Cet état de fait a été accepté par tous, au point que c'est TF1 qui a pu organiser hier un débat entre cinq candidats aux présidentielles, choisissant qui participerait au débat (François Fillon, Benoît Hamon, Marine Le Pen, Emmanuel Macron, Jean-Luc Mélenchon), rejetant les autres candidats (Nathalie Arthaud, François Asselineau, Nicolas Dupont Aignan, Jacques Cheminade, Jean Lassalle, Philippe Poutou).

Il n'y a ici même pas l'apparence de la démocratie : on est directement dans le populisme, la mise en scène.

TF1 n'a d'ailleurs pas hésité à placer un intermède publicitaire, alors qu'à la fin du débat, le journaliste a annoncé… la suite du programme de TF1, donnant le nom de « New York Unité Spéciale » ainsi que les titres des deux épisodes, sous les soupirs consternés de l'ensemble du public.

Pourquoi des personnalités politiques acceptent-elles alors tout cela ? Parce qu'elles n'ont pas le niveau, parce qu'elles sont opportunistes, parce qu'elles n'ont aucune substance culturelle ni idéologique.

Un exemple parlant de cela est l'attitude de Sophia Chikirou, directrice de la communication de campagne de Jean-Luc Mélenchon. Au tout début du débat, elle a fait une remarque sur twitter :

« #DebatTF1 ds les couloirs, ambiance désagréable.

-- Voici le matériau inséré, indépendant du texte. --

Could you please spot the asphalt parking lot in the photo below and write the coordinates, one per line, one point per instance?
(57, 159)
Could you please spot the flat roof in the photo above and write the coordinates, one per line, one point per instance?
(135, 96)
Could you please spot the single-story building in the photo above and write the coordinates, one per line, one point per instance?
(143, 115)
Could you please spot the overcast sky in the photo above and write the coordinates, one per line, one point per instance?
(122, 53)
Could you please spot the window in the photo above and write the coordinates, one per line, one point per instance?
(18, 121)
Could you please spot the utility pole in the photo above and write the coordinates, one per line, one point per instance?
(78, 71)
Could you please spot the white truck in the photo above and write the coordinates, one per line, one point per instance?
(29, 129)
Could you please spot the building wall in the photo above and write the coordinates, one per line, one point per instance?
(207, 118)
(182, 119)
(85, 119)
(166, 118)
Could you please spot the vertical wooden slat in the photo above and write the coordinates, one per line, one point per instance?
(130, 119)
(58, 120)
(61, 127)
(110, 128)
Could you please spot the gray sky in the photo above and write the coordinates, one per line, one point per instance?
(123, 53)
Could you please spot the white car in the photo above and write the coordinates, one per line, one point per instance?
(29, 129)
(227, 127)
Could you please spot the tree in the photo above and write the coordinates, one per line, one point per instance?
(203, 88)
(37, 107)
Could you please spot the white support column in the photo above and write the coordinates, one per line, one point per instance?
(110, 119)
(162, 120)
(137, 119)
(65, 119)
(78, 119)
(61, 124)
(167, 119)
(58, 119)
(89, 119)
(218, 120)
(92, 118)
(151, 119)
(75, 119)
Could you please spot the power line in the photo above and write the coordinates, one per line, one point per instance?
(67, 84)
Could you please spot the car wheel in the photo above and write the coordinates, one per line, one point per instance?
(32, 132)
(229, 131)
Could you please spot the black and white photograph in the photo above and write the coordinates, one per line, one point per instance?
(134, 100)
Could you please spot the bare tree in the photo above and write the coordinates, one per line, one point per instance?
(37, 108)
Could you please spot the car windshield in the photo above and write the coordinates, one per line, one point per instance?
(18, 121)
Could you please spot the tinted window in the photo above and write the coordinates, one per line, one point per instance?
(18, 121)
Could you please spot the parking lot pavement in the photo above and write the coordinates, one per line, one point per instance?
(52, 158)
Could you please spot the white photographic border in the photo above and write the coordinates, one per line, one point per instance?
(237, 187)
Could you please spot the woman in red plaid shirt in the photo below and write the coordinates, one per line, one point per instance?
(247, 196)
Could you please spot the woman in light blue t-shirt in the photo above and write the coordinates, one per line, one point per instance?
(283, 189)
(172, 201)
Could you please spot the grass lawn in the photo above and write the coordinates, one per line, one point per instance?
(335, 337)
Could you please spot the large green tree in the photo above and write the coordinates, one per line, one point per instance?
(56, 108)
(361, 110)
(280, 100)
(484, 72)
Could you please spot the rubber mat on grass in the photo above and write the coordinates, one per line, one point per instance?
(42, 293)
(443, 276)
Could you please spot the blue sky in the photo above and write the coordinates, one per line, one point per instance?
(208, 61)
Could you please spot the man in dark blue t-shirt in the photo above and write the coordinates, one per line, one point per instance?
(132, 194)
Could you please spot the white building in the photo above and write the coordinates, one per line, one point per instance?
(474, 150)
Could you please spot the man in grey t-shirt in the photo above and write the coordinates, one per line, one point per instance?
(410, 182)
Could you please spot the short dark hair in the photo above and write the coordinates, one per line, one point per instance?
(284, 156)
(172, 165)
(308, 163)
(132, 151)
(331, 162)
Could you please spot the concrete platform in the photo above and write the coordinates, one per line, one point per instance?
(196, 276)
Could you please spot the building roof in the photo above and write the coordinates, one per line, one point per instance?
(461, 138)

Equipe TF1 odieuse, commentaires triviaux, la politique réduite à 1 cirque. »

Lien vers le portail Elections 2017Si cela est juste, pourquoi participer ? Et pourquoi le dire sur twitter, qui impose une limitation de signes et oblige à des contorsions dans l'expression et dans le syntaxe ?

En vérité, toute la politique en France relève de la fiction, avec en tête Emmanuel Macron qui n'a jamais été élu, n'avance aucune opinion claire, mais est en tête des sondages parce qu'il « présente bien », ainsi que Marine Le Pen, qui parvient malgré sa position politique à l'extrême-droite à se présenter comme la personne en première ligne dans la défense du peuple.

Ce à quoi on a affaire ici est encore pire que l'apolitisme des années 2000 : c'est la dépolitisation.

Il est d'autant plus scandaleux que Benoît Hamon et Jean-Luc Mélenchon, qui représentaient la gauche, n'aient pas été à la hauteur, alors qu'ils avaient les moyens de frapper fort, très fort.

Jean-Luc Mélenchon est un tribun qui, à force de piller des concepts ici et là pour refourger sa ligne social-impérialiste, ne sait plus s'il doit assumer la gauche en général ou sa propre ligne social-impérialiste, ce qui l'amène à être lui-même : quelqu'un qui relève de des débats à l'ancienne, avec des bons mots, des chicaneries, la recherche de la phrase qui marque, etc.

Quant à Benoît Hamon, il n'a pas fait le poids pour une raison très simple : il vient de la tendance de Michel Rocard, des gestionnaires du centre-gauche ; ses valeurs sont post-modernes et par conséquent il n'a strictement aucun fond idéologique, aucune tradition intellectuelle liée au mouvement ouvrier.

Ce fut donc un boulevard à un Emmanuel Macron qui parle très bien, à un François Fillon qui sait être lisse, à une Marine Le Pen qui sait être véhémente.

Ce débat n'aura donc pas freiné la vaste droitisation du pays, ajoutant par conséquent aux difficultés à venir. Il a participé à la dévaluation des principes de démocratie, qu'il s'agit toujours plus d'assumer, dans le sens de la démocratie populaire, contre le fascisme marchant à grands pas.